The language typewritten onto the note indicates that the defendants intended to be guarantors of the payment of the note. Dickerson v. Dickerson, 39 Ill 574; Abbott v. Brown, 131 Ill 108, 22 NE 813; Beebe v. Kirkpatrick, 321 Ill 612, 152 NE 539. They promised to pay “if Eugene Taylor dosen’t (sic).” Their liability arose only when Eugene Taylor failed to pay. On the other hand, Eugene Taylor was liable to the plaintiff as the maker of the note. Thus the liabilities of the parties to the note were different. Eugene Taylor signed and was liable as a maker; the defendants as guarantors. However, the warrant of attorney provides that a judgment may be confessed “at any time” whether the note is due or not. It is inconsistent to say that these provisions apply both to the defendants and to the maker. The defendants would be liable only if the maker failed to pay. Judgment by confession could not be authorized against them at any time whether the note was due or not. A condition to their liability would be Eugene Taylor’s default. The very language of the warrant debilitates an interpretation which would bind the defendants to its terms.
In addition, the words “I” and “me” appear in the warrant. We recognize that under some circumstances the use of singular personal pronouns indicates a warrant which is joint and several.
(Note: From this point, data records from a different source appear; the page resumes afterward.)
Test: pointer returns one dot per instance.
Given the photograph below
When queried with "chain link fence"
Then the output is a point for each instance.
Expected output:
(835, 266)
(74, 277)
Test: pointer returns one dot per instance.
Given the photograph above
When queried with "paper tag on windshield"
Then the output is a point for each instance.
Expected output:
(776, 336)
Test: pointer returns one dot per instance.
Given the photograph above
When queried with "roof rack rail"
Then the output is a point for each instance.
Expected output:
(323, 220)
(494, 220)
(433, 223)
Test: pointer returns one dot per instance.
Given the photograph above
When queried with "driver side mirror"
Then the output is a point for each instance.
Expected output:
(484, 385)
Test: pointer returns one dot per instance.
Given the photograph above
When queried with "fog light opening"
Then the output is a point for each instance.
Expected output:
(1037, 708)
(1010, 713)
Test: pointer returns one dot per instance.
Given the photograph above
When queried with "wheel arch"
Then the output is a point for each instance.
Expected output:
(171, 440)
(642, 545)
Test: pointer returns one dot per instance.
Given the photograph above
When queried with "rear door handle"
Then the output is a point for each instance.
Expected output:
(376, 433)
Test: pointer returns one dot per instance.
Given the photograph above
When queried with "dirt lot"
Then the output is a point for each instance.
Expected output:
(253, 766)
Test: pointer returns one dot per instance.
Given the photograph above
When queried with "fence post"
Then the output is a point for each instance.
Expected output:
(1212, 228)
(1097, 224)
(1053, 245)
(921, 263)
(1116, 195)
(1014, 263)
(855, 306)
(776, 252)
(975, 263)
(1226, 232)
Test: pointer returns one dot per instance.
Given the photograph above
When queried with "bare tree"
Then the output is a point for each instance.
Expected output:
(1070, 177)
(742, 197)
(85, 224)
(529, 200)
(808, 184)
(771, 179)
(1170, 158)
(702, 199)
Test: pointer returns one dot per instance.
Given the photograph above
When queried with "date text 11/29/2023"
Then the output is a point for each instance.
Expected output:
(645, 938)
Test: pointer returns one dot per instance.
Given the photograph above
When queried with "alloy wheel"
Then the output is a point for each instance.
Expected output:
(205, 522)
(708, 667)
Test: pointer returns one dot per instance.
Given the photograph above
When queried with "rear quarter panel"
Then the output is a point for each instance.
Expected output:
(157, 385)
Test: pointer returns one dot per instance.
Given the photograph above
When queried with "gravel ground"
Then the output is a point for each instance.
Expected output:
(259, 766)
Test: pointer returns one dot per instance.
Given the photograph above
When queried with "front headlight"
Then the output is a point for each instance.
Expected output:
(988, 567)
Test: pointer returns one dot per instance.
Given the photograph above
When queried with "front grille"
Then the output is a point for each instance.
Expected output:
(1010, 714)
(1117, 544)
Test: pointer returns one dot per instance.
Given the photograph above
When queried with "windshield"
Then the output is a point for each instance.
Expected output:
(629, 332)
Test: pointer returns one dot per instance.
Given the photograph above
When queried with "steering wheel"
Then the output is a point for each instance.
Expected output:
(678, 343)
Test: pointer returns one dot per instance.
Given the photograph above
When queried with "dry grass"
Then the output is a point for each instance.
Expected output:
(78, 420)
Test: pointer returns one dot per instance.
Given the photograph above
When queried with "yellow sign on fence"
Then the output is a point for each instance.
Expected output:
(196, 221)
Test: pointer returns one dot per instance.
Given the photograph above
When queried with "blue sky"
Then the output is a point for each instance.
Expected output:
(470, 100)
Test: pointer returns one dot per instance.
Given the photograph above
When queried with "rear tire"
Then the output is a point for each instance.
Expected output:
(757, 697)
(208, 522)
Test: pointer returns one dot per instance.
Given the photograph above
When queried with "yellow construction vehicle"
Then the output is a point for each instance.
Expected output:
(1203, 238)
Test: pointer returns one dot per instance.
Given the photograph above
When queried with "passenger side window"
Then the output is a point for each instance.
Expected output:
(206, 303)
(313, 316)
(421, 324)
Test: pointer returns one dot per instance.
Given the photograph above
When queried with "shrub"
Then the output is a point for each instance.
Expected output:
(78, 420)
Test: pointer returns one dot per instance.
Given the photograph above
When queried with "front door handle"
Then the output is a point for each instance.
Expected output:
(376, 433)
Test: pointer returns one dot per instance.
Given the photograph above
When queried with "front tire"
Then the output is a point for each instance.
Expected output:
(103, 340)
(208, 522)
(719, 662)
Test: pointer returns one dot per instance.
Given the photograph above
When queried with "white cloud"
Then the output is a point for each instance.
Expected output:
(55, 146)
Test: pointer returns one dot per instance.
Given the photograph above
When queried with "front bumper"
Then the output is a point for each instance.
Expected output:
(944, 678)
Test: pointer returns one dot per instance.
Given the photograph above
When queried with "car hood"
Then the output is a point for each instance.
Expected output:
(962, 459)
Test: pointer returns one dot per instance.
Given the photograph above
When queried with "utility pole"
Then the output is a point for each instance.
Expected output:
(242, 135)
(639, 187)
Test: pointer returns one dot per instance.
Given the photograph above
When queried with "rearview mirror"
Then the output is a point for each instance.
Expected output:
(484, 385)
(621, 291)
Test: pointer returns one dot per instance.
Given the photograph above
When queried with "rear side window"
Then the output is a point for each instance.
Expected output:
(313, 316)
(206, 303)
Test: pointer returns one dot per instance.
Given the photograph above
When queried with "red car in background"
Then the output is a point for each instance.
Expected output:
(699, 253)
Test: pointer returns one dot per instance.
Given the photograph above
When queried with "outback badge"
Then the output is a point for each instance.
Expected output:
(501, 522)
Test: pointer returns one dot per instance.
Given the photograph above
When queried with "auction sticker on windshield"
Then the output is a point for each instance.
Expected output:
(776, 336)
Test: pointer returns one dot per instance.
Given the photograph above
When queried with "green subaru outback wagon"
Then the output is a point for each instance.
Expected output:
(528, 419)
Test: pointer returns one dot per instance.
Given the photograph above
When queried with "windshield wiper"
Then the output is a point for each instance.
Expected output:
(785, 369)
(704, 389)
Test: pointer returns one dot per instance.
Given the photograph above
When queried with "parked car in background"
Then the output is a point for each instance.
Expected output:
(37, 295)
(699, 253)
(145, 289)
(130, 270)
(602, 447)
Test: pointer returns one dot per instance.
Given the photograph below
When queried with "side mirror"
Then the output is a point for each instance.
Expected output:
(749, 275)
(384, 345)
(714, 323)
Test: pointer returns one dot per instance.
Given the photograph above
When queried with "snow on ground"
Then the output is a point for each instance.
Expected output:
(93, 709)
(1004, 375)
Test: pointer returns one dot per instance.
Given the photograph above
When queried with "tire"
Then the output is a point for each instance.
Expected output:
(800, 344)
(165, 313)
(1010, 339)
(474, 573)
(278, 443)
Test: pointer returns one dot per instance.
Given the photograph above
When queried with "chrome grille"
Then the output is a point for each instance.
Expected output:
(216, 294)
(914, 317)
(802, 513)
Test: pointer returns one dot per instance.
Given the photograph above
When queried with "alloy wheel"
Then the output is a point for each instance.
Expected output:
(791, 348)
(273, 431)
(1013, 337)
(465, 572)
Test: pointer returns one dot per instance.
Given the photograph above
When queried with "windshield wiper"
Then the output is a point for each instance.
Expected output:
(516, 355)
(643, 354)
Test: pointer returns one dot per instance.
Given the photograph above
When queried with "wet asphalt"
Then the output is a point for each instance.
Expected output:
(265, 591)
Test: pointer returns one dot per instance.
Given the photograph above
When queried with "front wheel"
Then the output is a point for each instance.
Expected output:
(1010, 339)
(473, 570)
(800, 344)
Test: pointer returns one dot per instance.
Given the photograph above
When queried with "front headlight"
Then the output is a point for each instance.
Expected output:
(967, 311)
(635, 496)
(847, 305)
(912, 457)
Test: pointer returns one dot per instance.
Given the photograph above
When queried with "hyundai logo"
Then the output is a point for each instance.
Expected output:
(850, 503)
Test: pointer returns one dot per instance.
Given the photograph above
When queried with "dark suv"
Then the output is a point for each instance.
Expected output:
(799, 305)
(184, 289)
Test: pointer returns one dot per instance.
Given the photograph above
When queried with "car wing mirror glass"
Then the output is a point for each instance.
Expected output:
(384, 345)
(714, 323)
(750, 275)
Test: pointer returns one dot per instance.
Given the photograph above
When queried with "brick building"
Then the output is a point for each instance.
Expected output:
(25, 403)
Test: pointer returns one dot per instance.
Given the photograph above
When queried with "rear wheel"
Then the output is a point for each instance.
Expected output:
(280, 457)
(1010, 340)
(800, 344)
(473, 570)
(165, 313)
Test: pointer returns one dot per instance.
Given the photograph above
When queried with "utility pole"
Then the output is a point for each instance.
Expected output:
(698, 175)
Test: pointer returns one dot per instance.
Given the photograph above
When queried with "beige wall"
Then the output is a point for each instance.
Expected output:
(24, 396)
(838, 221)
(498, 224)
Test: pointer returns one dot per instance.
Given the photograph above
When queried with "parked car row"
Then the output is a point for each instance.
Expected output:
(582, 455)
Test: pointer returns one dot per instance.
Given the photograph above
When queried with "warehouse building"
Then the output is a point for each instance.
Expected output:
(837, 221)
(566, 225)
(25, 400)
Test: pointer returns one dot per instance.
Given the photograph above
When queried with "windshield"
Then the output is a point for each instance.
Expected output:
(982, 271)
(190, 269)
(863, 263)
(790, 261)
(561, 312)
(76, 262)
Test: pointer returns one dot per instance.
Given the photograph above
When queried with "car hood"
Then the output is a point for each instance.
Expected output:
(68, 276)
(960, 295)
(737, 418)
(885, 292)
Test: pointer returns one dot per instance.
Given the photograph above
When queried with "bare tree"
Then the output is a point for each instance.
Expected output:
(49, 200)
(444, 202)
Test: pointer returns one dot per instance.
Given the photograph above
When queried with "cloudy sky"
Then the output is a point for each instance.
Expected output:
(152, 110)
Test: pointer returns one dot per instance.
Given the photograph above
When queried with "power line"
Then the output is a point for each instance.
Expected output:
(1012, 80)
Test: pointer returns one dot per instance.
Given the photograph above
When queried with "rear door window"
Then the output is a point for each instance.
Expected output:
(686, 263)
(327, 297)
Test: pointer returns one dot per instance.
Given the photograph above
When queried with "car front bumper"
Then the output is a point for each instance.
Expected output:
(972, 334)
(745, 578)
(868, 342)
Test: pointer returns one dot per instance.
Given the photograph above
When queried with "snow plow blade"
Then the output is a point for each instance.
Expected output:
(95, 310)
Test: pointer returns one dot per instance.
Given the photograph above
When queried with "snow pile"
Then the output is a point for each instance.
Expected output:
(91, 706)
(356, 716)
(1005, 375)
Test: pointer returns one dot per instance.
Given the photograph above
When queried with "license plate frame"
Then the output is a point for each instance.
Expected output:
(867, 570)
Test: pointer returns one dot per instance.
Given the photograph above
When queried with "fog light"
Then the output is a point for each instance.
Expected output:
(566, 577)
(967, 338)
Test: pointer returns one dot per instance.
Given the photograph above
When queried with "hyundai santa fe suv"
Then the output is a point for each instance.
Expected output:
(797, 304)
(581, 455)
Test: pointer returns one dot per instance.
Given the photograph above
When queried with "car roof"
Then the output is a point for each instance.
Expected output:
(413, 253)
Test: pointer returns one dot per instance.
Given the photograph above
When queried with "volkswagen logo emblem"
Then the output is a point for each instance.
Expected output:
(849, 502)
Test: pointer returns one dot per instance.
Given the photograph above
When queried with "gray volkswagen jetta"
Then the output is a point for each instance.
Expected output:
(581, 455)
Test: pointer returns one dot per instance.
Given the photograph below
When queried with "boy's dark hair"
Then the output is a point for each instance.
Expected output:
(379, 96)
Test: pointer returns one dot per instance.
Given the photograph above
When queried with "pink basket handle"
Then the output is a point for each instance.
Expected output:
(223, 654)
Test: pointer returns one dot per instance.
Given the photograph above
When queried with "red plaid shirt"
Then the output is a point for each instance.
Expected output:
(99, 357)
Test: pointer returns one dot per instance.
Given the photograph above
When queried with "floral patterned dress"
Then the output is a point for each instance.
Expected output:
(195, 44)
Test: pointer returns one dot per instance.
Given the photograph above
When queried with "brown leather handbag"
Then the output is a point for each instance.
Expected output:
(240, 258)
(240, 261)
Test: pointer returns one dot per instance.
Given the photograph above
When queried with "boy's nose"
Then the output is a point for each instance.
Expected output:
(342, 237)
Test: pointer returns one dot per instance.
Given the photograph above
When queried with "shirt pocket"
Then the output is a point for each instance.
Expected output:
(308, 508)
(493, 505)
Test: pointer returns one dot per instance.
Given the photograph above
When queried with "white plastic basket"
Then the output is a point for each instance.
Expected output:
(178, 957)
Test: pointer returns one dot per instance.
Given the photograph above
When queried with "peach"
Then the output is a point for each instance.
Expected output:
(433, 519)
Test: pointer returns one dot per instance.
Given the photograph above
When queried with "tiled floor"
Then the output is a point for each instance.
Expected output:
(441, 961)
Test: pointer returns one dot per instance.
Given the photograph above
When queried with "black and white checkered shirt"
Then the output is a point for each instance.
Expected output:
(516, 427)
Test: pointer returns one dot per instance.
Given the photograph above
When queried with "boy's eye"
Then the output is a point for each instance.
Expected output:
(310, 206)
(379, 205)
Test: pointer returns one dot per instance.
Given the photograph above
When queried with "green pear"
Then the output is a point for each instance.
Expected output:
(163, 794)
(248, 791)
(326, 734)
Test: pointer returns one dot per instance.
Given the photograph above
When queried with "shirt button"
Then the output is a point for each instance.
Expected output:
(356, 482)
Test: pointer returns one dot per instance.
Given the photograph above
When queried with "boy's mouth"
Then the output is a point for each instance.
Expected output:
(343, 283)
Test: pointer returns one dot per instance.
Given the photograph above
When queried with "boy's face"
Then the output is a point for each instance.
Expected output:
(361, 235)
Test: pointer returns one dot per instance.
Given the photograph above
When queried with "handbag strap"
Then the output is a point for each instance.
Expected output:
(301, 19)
Holmes v. Partridge, 375 Ill 521, 31 NE2d 948; Nash v. Clark, 310 Ill App 437, 34 NE2d 876. However, these cases are not applicable where the sole maker and the two guarantors signed in different capacities. The use of “I” and “me” under such circumstances indicates that the sole maker was the only party to whom reference was made.
Finally, the defendants cite authorities for the statement that courts have been extremely reluctant to extend authority to confess judgment as against endorsers, assignees, and guarantors. While no case cited involves facts similar to the present case, the tendency of courts to construe, warrants of attorney very strictly is quite evident. In Wolf v. Gaines, 33 Ill App2d 428, 179 NE2d 466, for instance, the defendants signed an instrument reciting that it should be attached to and made a part of a lease and that all the signers were obligated to carry out the terms of the lease, one of which was a warrant of attorney. The court emphasized that the power to confess judgment must be clearly given and strictly pursued and held that the warrant of attorney did not extend to the signers. Accord, Liberty Nat. Bank v. Vance, supra. So too, in this case, cognizant of the different liabilities of the signers and the absence of any other place on the note where the guarantors could sign, we hold that the position of the defendants’ signatures at the bottom of the note does not clearly indicate their intent to be bound by the terms of the warrant of attorney.
However, the plaintiff is not precluded by this opinion from proceeding to obtain relief against the guarantors in a proper manner. Sharpe v. Second Baptist Church of Maywood, 274 Ill App 374.
For the foregoing reasons the judgment of the lower court is affirmed.
Judgment affirmed.
EBERSPACHER and GOLDENHERSH, JJ., concur.
The italicized words were typewritten onto the printed form.